Articles From The Writings of Vasu Murti

I agree with you

You argued: "As you know, many vegetable farms kill small rodents and other mammals in order to obtain vegetables. Funny, I haven't heard you complain about that. Consistent ethics?" You're incorrect, I've stated elsewhere:
 
"Raising animals for food, even raising animals for animal by-products like milk and eggs, means wasting valuable acreage, because the animals themselves are raised on plant food! If we eat lower on the food chain, fewer resources are required to feed everyone, which means less agricultural acreage, etc., which means fewer rodents and insects are killed when fields are ploughed for farming, etc. Fewer plants are killed, too. If you carry this argument to its logical conclusion, a vegan diet is the least violent, because it requires one-third less acreage than a lacto-ovo-vegetarian diet, and twenty times less acreage than a meat-centered diet."

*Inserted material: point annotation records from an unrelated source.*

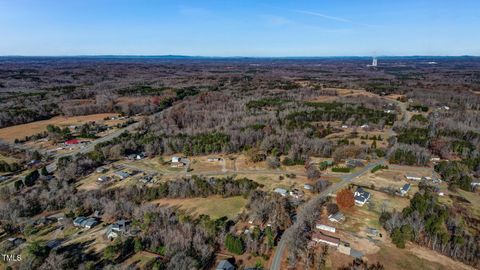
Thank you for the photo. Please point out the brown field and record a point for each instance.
(20, 131)
(214, 206)
(8, 159)
(413, 257)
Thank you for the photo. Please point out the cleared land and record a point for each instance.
(9, 134)
(214, 206)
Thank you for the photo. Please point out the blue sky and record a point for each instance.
(240, 27)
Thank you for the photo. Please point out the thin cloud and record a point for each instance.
(332, 18)
(275, 20)
(193, 11)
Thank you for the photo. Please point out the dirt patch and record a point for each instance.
(214, 206)
(9, 134)
(433, 256)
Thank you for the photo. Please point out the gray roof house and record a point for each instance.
(361, 196)
(225, 265)
(405, 189)
(85, 222)
(337, 217)
(78, 221)
(90, 223)
(116, 229)
(122, 175)
(281, 191)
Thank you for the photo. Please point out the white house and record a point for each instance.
(281, 191)
(329, 240)
(361, 196)
(307, 186)
(405, 189)
(324, 227)
(337, 217)
(415, 178)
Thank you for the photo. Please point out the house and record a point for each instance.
(84, 222)
(177, 162)
(372, 232)
(281, 191)
(322, 238)
(337, 217)
(307, 186)
(361, 196)
(103, 178)
(405, 189)
(344, 248)
(118, 228)
(225, 265)
(90, 223)
(415, 178)
(15, 241)
(122, 175)
(78, 221)
(295, 193)
(324, 227)
(72, 142)
(54, 244)
(101, 169)
(353, 163)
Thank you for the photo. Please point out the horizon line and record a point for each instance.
(233, 56)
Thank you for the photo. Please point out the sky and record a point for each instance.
(240, 27)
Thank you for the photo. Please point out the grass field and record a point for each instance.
(214, 206)
(8, 159)
(413, 257)
(20, 131)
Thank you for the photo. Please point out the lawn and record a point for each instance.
(20, 131)
(413, 257)
(214, 206)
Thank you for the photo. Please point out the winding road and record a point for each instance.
(346, 179)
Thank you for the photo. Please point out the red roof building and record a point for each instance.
(322, 238)
(72, 141)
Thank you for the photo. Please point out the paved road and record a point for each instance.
(91, 146)
(346, 179)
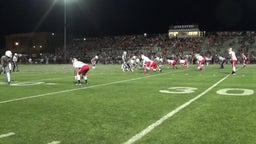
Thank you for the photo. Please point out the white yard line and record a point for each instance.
(145, 131)
(76, 89)
(6, 135)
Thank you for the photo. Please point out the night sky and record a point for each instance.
(119, 17)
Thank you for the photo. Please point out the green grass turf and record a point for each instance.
(43, 105)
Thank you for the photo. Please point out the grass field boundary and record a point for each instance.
(81, 88)
(145, 131)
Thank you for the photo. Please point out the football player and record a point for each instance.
(200, 61)
(94, 61)
(80, 69)
(233, 57)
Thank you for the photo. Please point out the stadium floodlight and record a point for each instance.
(65, 32)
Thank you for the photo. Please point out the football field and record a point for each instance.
(176, 106)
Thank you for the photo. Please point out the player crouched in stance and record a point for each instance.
(94, 61)
(233, 57)
(80, 69)
(6, 65)
(172, 63)
(183, 62)
(200, 61)
(244, 60)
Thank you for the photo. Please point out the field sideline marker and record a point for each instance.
(70, 90)
(145, 131)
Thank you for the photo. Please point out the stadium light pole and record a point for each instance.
(65, 32)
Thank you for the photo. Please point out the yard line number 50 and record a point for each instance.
(226, 91)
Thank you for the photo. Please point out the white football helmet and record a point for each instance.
(74, 60)
(8, 53)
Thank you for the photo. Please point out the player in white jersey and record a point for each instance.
(94, 61)
(6, 65)
(184, 62)
(80, 69)
(172, 63)
(200, 61)
(233, 57)
(244, 60)
(125, 66)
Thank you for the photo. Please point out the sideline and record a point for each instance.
(145, 131)
(82, 88)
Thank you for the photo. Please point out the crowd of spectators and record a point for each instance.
(110, 48)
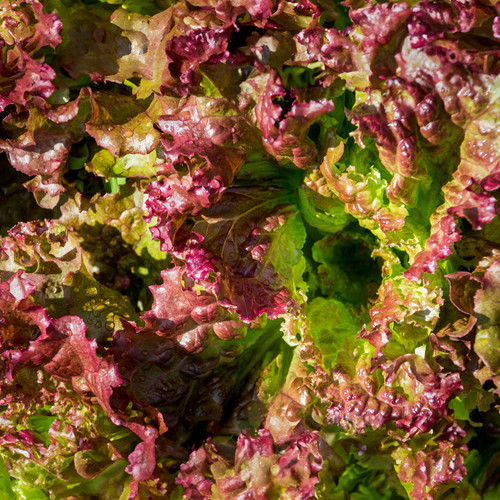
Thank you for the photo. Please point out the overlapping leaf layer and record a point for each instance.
(250, 249)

I've also said elsewhere that a return to organic farming is a direct response to the moral issue of unnecessarily killing insects. You also argued: "Of course, if we buy clothing or appliances and we find they mistreat their employees, then we should not buy their products either... You would have more credibility if you also called for the ethical treatment of human beings when obtaining clothing and other articles."
 
I agree with you. You're taking note of what past president of Feminists For Life and vegan psychology professor Rachel MacNair refers to as "movement connections" -- animal activists finding common ground or forging an alliance with related causes or related movements. As early as 1975, Peter Singer wrote in Animal Liberation: "The environmental movement...has led people to think about our relations with other animals that seemed impossible only a decade ago. To date, environmentalists have been more concerned with wildlife and endangered species than with animals in general, but it is not too big a jump from the thought that it is wrong to treat whales as giant vessels filled with oil and blubber to the thought that it is wrong to treat (animals) as machines for converting grains to flesh."
 
In the late 1980s, Vegetarian Times reported animal activists were linking the animal rights movement to the civil rights movement and the women's movement. In 1994, my friend Ruth Enero, a Catholic peace activist whom I very much respect, attended an animal rights festival in Los Gatos, California. Ruth told me she attended some of the lectures and heard animal activists discussing forging an alliance with activists involved with the plight of migrant farm workers. Lauren Ornelas of the Food Empowerment Project, based here in the San Francisco Bay Area, campaigns on behalf of children of migrant farm workers and is involved with the animal rights movement forging an alliance with the fair trade movement, which opposes child labor, sweatshops, etc. Animals are like children. It isn't too big a jump from the thought that it's wrong to purchase products involving child labor and sweatshops to the thought that it is wrong to purchase products which involve the suffering and death of animals. Recently, Lauren Ornelas and her organization the Food Empowerment Project have been siding with striking employees at Amy's vegetarian fast food restaurant as well.